The University of Education, Winneba in the Central region has been without water since Wednesday because the Ghana Water Company limited (GWCL) has cut water supply to the University because of debts owed the GWCL by the government.
As a result, some of the students have been forced to shoulder additional costs, by booking rooms in nearby Guest houses just to bath or ease themselves, whilst others who cannot afford this luxury have to walk several miles just to fetch water, the SRC President of the University, Kadri Rahman told Citi FM on Thursday.
Kadri Rahman lamented, “One of my colleagues had to book a room in a Guest House purposely because he wanted to bath and ease himself.

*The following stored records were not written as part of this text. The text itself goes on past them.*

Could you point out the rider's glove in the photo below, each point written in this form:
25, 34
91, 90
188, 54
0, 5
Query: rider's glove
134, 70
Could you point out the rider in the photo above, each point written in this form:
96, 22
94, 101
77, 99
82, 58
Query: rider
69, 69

He went on: “All the water closets are choked with fecal matter because there is no water; there is also no water to bath; the stench from the washrooms is just too much: it is just unbearable.
“Imagine spending time which you would have used to concentrate on academic, work to search for water.
“What is even more worrying is that all the water in our reservoir is finished”.
Kadri added that following the incident, the student body had written a letter and copied the Ministry of Education in charge of Tertiary, Chief of Staff, the Winneba branch of the Ghana Water Company but no response had come from any of the parties.
The Student body also lamed government for not settling the two year debt it owes the GWCL, for which reason, the school’s taps are not flowing.
“Government at a point would tell us [students] that they would settle the debts and at another point, the same government would go behind us and tell GWCL not to supply us with water. What type of double standard is this”, Kadri quizzed.
The SRC president warned government and the GWCL that all the students would demonstrate on the streets of Winneba if water was not restored by Friday afternoon.
This warning comes at a time when the government has decided to make tertiary students pay their own utility bills.
However, the National Union of Ghana Students says it will resist any attempts by the government to make students to foot their own utility bills.